Robin stopped him. “Do you know where you’re going?”

“Yes. I’ve been here several times.”

“When, and how long ago?” Robin glared.

“About twenty years past, and twelve years back on my natal time continuum.” Roger grinned. “And I’ve been here for a week already.”

“Great. I’ve been living here for the past six months. We’ll go through the marketplace.” Robin headed down the street.

“You are stubborn, young lady,” said Roger, scrambling after her.

Robin didn’t bother to glare at him. “Don’t you ‘young lady’ me. You’re just a kid, yourself.”

“I’m a lot older than I look.”

“They all say that.” Robin looked behind her. “Damn. He’s coming, and he’s got reinforcements. Let’s go.”

Donald shouted as he and three more thugs came after them. Robin and Roger dashed into the market, already busy with the common man’s business. They dashed around stalls, hoping to lose Donald and company. The four men spread out and covered a lot of ground fast.

Robin and Roger wound up backed into a corner next to stacks of cages containing chickens.

“Don’t say it,” Robin grumbled as they ducked behind the cages.

“Say what?” asked Roger.

“I told you so.”

Roger shrugged. “We can still get out of this. But we should split up. You take my timetron.”

Robin pushed it back at him. “How will you get back?”

“We have ways.” Roger shoved the time machine into her hands. “It’s too complicated to go into now. That’s another reason you shouldn’t be time traveling. Promise me you won’t until I get to you.”

“All right. Only to get home. I promise. But how will you find us?”

Roger looked back into the marketplace. “You’ll want to hide. Find someplace you can stay for a couple weeks. And use money, if at all possible. Your debit and credit cards can be traced, although I don’t think Donald has been able to break into those records. Then, when you’re settled, turn the machine on for a couple minutes and turn it right off. Donald can’t trace this machine, but I can. Now, go!”

Roger reached up and pushed over the cages.
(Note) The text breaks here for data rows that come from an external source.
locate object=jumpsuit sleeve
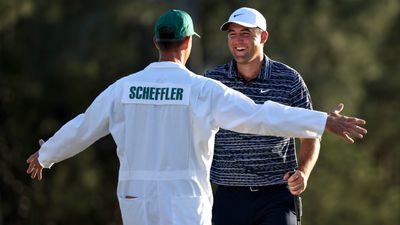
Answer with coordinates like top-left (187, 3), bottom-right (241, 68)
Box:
top-left (39, 86), bottom-right (114, 168)
top-left (208, 81), bottom-right (327, 138)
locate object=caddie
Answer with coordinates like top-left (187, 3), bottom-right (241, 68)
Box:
top-left (27, 10), bottom-right (366, 225)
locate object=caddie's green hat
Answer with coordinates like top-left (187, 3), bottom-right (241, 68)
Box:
top-left (154, 9), bottom-right (200, 41)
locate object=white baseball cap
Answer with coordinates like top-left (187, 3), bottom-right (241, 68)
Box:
top-left (220, 7), bottom-right (267, 31)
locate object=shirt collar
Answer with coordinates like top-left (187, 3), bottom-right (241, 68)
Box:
top-left (228, 54), bottom-right (271, 80)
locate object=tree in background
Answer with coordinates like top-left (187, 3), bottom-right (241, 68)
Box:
top-left (0, 0), bottom-right (400, 225)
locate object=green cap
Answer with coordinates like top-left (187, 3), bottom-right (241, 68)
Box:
top-left (154, 9), bottom-right (200, 41)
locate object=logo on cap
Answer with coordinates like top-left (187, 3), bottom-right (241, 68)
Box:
top-left (233, 13), bottom-right (244, 17)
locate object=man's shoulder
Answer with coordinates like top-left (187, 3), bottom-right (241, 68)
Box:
top-left (270, 60), bottom-right (302, 81)
top-left (270, 60), bottom-right (300, 76)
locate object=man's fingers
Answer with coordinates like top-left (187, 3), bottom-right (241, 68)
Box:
top-left (38, 169), bottom-right (43, 180)
top-left (333, 103), bottom-right (344, 114)
top-left (342, 132), bottom-right (354, 144)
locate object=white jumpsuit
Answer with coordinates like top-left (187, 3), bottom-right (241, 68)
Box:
top-left (39, 62), bottom-right (326, 225)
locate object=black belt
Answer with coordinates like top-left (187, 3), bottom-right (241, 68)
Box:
top-left (218, 184), bottom-right (287, 192)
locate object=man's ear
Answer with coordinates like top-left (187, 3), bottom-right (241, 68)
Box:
top-left (261, 31), bottom-right (268, 44)
top-left (182, 36), bottom-right (192, 49)
top-left (153, 36), bottom-right (160, 50)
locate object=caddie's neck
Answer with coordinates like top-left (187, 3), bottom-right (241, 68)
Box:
top-left (156, 36), bottom-right (192, 65)
top-left (158, 51), bottom-right (188, 65)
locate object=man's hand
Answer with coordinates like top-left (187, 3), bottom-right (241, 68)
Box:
top-left (26, 139), bottom-right (44, 180)
top-left (283, 170), bottom-right (307, 196)
top-left (325, 103), bottom-right (367, 144)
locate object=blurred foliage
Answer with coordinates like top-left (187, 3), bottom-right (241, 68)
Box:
top-left (0, 0), bottom-right (400, 225)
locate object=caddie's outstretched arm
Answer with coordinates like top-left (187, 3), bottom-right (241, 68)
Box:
top-left (325, 103), bottom-right (367, 144)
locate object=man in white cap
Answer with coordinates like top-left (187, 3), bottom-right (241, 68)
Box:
top-left (205, 7), bottom-right (326, 225)
top-left (27, 10), bottom-right (366, 225)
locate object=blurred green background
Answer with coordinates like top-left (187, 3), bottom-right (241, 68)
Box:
top-left (0, 0), bottom-right (400, 225)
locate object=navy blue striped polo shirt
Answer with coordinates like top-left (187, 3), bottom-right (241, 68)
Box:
top-left (204, 55), bottom-right (312, 186)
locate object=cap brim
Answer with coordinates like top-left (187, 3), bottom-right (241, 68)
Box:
top-left (193, 32), bottom-right (201, 38)
top-left (219, 21), bottom-right (257, 31)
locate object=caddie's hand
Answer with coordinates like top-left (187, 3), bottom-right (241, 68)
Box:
top-left (283, 170), bottom-right (307, 196)
top-left (26, 139), bottom-right (44, 180)
top-left (325, 103), bottom-right (367, 144)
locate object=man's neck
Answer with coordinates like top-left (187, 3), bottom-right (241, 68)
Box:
top-left (158, 52), bottom-right (187, 65)
top-left (236, 57), bottom-right (263, 81)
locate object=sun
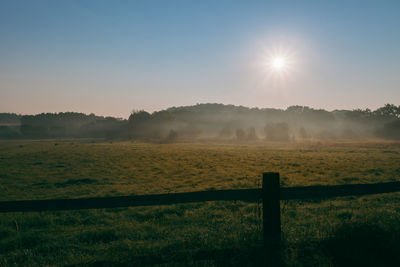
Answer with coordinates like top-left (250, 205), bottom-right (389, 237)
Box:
top-left (272, 56), bottom-right (287, 71)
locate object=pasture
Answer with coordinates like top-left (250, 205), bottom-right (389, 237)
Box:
top-left (0, 140), bottom-right (400, 266)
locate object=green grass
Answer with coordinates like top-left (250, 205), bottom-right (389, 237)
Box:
top-left (0, 140), bottom-right (400, 266)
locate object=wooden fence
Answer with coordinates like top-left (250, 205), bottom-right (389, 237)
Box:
top-left (0, 172), bottom-right (400, 243)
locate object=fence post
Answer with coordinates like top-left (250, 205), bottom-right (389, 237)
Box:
top-left (262, 172), bottom-right (281, 246)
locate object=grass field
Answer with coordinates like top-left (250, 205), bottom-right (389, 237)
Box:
top-left (0, 140), bottom-right (400, 266)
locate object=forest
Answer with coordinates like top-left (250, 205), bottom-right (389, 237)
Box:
top-left (0, 104), bottom-right (400, 143)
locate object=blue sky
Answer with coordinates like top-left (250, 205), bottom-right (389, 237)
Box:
top-left (0, 0), bottom-right (400, 117)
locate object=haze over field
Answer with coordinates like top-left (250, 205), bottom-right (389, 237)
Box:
top-left (0, 0), bottom-right (400, 117)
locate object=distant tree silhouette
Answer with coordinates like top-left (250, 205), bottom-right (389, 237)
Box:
top-left (264, 122), bottom-right (290, 142)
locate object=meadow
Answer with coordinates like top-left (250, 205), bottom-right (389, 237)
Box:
top-left (0, 140), bottom-right (400, 266)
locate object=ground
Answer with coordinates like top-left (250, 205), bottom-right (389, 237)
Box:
top-left (0, 140), bottom-right (400, 266)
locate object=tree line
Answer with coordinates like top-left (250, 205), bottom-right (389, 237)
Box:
top-left (0, 104), bottom-right (400, 143)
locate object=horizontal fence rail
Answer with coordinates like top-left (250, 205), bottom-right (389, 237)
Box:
top-left (280, 182), bottom-right (400, 200)
top-left (0, 182), bottom-right (400, 212)
top-left (0, 189), bottom-right (261, 212)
Squawking hens went everywhere. Roger took off right away. Donald and the others chased after him. Robin waited a moment, then ran off in the other direction.

A minute later, she arrived at the cathedral, panting heavily. Dean and Elizabeth appeared from a side apse as she came clattering up the aisle.

“Come on,” Robin gasped. “Roger’s led them off after him, but they’ll be after us as soon as they discover I’m not with him.”

Robin led them outside and around the building’s side to a courtyard lined with shops. The Summer Gardens were across the square and down some stairs. On the other side of the gardens was the Avon River. Robin hurried Dean and Elizabeth there.

The gardens were deserted at that early hour. Pleasure boats for rowing on the river lay piled on the bank in anticipation of the winter. Dean and Robin turned one over and set it in the water. Carefully, they got Elizabeth on board and shoved off.

Just over an hour later, Robin decided that they had gone far enough downstream. She and Dean maneuvered the boat aground.

“Okay,” said Robin when they were all safely on the shore. “Let’s all get touching.”

“Uh, Robin,” Dean said. “Shouldn’t we be trying to get more modern?”

Robin smiled softly as she entered coordinates. “Actually, I think we’ll be safer if we stay period. We’re going back to L.A. People will probably think we’re on some sort of movie shoot, but if anyone asks, we can tell them we’re part of a living history group. Everyone touching?”

Certain that everyone was, Robin took a deep breath and focused on home.